Thursday, May 25, 2017

Earning Your Wings



"What's the signal for 'I'm sorry'?"

Agnes (Carol Burnett)

I really like Twilight Zone. There aren't many episodes I won't watch. In fact I have seen most of them multiple times.

I like Carol Burnett, too. There aren't many things that she has done in her career that I won't watch.

But you can't combine the two — although the powers that be tried to do that very thing 55 years ago tonight in an episode called "Cavender Is Coming." Such a combination is definitely an acquired taste, much like Richard Nixon's favorite food (cottage cheese with ketchup).

For my money it was the worst of the Twilight Zone episodes. It just wasn't a comedy series — although it did have its amusing moments. "Cavender Is Coming" always struck me as a slapstick kind of episode, not really a typical Twilight Zone episode.

It wasn't an isolated case, either. There were a few other Twilight Zone episodes that were silly and slapstick in nature as well, but "Cavender Is Coming" didn't straddle the line the way the others did. It went well past it.

In my mind, that is probably Twilight Zone's greatest shortcoming. From time to time, Twilight Zone's writers felt compelled to veer into comedy — and always fell flat on their faces in the attempt, too.

Anyway ...

I presume, gentle reader, that you have seen "It's a Wonderful Life," the Christmas classic starring Jimmy Stewart. Well, "Cavender Is Coming" followed a similar premise. An angel named Cavender — played by Jesse White, who was probably better known to people of my generation as the Maytag repairman even though he had a rather extensive career in movies and TV programs before he started making TV commercials — was trying to earn his wings. His assignment was to help a clumsy woman (Burnett) improve her life in 24 hours. The thing was that, while her life wasn't perfect, she wasn't unhappy.

Cavender had had other opportunities to earn his wings, but he had failed to do so, and it was taking longer with him than it had with any other angel. Consequently, failure to achieve this objective would result in demotion.

But a good performance would cause his superiors (one of whom was John Fiedler, who always played mousy parts but nevertheless was in several of the best movies of his time, including "12 Angry Men," "True Grit" and "The Odd Couple") to reconsider his case.

As you can probably imagine, this put Cavender under some pressure.
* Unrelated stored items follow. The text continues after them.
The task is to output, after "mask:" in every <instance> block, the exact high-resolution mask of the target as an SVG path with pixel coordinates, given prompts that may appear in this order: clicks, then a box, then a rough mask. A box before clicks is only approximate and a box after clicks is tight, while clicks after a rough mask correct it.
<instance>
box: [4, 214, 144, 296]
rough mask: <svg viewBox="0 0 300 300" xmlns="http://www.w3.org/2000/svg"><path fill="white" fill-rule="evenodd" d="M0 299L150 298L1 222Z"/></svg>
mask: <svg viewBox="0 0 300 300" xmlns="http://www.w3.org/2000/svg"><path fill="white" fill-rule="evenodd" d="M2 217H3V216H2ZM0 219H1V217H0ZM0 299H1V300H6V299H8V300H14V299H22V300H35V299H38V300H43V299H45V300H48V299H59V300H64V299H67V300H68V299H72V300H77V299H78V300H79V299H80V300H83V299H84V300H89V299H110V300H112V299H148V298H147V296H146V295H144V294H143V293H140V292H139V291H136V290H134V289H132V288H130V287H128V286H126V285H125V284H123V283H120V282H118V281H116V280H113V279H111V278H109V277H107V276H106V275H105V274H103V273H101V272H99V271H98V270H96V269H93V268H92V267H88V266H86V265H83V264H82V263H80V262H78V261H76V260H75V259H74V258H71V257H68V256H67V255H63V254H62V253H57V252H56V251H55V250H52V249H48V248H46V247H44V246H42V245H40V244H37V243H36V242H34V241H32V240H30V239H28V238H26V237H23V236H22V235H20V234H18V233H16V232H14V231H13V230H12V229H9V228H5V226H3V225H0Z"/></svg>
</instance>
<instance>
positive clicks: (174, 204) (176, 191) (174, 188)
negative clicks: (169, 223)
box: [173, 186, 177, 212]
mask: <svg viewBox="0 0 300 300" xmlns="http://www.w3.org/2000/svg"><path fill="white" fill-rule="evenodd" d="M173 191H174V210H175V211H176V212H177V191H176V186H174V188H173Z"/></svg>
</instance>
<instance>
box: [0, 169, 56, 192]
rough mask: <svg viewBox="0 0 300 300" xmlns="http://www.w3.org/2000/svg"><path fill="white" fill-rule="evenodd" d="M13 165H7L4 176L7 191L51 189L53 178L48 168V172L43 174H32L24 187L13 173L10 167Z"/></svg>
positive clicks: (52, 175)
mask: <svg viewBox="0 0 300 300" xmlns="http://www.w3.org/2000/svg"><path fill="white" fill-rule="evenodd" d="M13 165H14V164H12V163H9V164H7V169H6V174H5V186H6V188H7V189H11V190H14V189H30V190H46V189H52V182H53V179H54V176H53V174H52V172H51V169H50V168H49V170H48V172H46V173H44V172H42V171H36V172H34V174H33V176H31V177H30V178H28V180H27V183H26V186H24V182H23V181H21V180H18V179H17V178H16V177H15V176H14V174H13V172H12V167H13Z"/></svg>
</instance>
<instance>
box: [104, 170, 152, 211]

Things weren't helped by Burnett's response, which was (to put it mildly) skeptical.

But he persuaded her that he was the real deal through a few "miracles" that were predicated on the belief that wealth equals happiness. That was an easy assumption to make, given that Burnett was unemployed and behind on her rent when he was given his assignment.

Burnett disabused him of that after he had transformed her into a wealthy socialite living in a mansion. He arranged for her to have a big party with lots of debutantes and celebrities — all the things he thought should make her happy.

One of the guests at the party was future Beverly Hillbillies star Donna Douglas, who was making her second appearance on Twilight Zone. She had a bit part as a debutante in this episode; she was the star (although someone else spoke her lines) in "The Eye of the Beholder" in the previous season.

Douglas spoke her own lines in "Cavender Is Coming," but she only had a couple of them.

It is a shame, really, that Twilight Zone made the episode so slapstick because it had a pretty good message about happiness that kind of got lost.

The bewildered and exasperated Cavender, desperate to get his wings, demanded, "Don't you want to be happy?" after Burnett told him she didn't want to live in the mansion and throw parties for debutantes.

"You don't understand me," she replied. "I was happy. I want it the way it was."

Cavender couldn't understand that. "The way it was? Unstable, unresolved and unemployed?"

Burnett smiled and nodded. "Disconnected, discombooberated and behind in my rent. But that's for me."

In other words, the happiest people aren't the richest people. They're just happy with what they have — and that makes them rich, as Cavender conceded near the end of the episode.

"You are the richest woman I know," Cavender told her. "You have an abundance of wealth. And it seems that I've had to travel a very long distance to find out that cash and contentment aren't necessarily synonymous."

That is probably true although it may also be true that, as Mrs. Howell once said on Gilligan's Island, "Whoever says money can't buy happiness doesn't know where to shop."